There is nothing Tom Cruise can’t run away from. Well, except for that cult he’s in. They’ll find him. They always find him.

What I’m getting at is who cares what the story is. Ethan Hunt is back, this time with long hair and some unhappy thoughts, and he has been tasked with saving the world. This requires a holiday in Dubai. Essentially Mission Impossible Ghost Protocol is a series of reasons for action scenes, thankfully though, those reasons are just good enough to feed into the action as it happens. This film could have gone so wrong but first time live action film director Brad Bird manages to pull off the real impossible mission of making a potentially tired franchise enjoyable again. Personally I think the first film is a great spy thriller but part two was pure tripe and three was took itself too seriously and loaded the end with this horribly sickly corn and cheese-ball ending where everyone gets to live happily ever after.

Wisely a choice was made early on to have Simon Pegg’s character Benji Dunn, last seen in what was essentially an extended cameo role in MI3, be promoted to field agent so he can be part of the fun. He provides much needed levity to the films tone and manages to successfully avoid feeling forced. His character fits the squad and his humorous touches cause no damage. This is a wise move because Ethan Hunt isn’t the most exciting and fun character in the world. He has a few light moments to himself but generally Ethan has to be the stoic action hero vessel for the male audience members to live through. If he gets too happy or gets too moody without reason his character begins to break. Mostly Ethan’s temperament is kept in check and manages to avoid becoming that grinning moron that kept turning up in the last film when we were being force fed the information about how happy he was so when his wife is in danger we would feel bad. Spoilers… his wife is gone this time around so we’re spared all that.

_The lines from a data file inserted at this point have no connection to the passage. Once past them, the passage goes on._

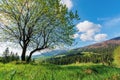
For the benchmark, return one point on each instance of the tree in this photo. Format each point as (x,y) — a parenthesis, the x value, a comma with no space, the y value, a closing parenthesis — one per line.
(116,57)
(5,56)
(37,24)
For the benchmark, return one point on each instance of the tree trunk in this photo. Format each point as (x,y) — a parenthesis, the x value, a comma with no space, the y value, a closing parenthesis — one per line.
(29,58)
(23,54)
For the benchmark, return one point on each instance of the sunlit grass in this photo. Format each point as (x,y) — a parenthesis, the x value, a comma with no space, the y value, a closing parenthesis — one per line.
(81,71)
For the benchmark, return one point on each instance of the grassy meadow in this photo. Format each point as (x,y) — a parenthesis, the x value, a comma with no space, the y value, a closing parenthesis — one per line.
(88,71)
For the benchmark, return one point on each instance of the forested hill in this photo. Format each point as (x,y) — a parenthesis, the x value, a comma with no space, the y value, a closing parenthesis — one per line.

Well we've all dreamt about being in Renner's position, haven't we?

Well we’ve all dreamt about being in Renner’s position, haven’t we?

In amongst all the excuses for some pretty cool action sequences we have this gradual mystery of just why Ethan Hunt was in a prison at the start of the film. Naturally this ties into Jeremy Renner’s character of Jeremy Renner… I mean William Brandt. See he had a previous mission that went wrong and it’s tied to events that have transpired between this and the previous film. It also gives him a chance to act a bit like he doesn’t know what he’s doing as he’s presented as a desk jockey at first. Cos you’d look at Jeremy Renner and say, there’s a guy I could believe would remember to put cover sheets on his TPS reports. Annnnyway, he gets involved in their missions gradually earning his position as a true IMF agent and getting to do a little bit of heist like action. When the real action kicks in it’s all Tom Cruise though and his set pieces really are the film’s highlight.

Tom Cruise climbed the outside of the tallest building in the world. For reals. This one sequence is officially among some of the greatest in modern films as far as I’m concerned. To shoot it Brad Bird whipped out some glorious IMAX cameras, gave Cruise a harness and shot him scaling the outside of the Burj Khalifa tower in Dubai. There’s a couple of digital effects, to add an oncoming sandstorm used in a following sequence and to remove cables, involved but that stunt is a classic stunt done for real and without a stunt double. Each action beat in the film is unique and interesting to watch. In one sequence a car Ethan is in is under fire which causes the car to plough through a barrier and off a bridge into a river. The sequence is done with the camera staying inside the car as people die and it flips over. In another Ethan chases a villain through Dubai in the midst of a thick sandstorm racing through traffic with zero visibility. It’s a great sequence because even you can’t tell where the next danger will come from. There’s also the added element in a lot of the films action scenes that the equipment the team has fails to work and their left to use their wits alone to save the day. This is how hero’s should behave. The best Bond sequences involve him using his ingenuity rather than just his gadgets and clearly Brad Bird realises that. Honestly this film would fail if it wasn’t for how well constructed all it’s set pieces were.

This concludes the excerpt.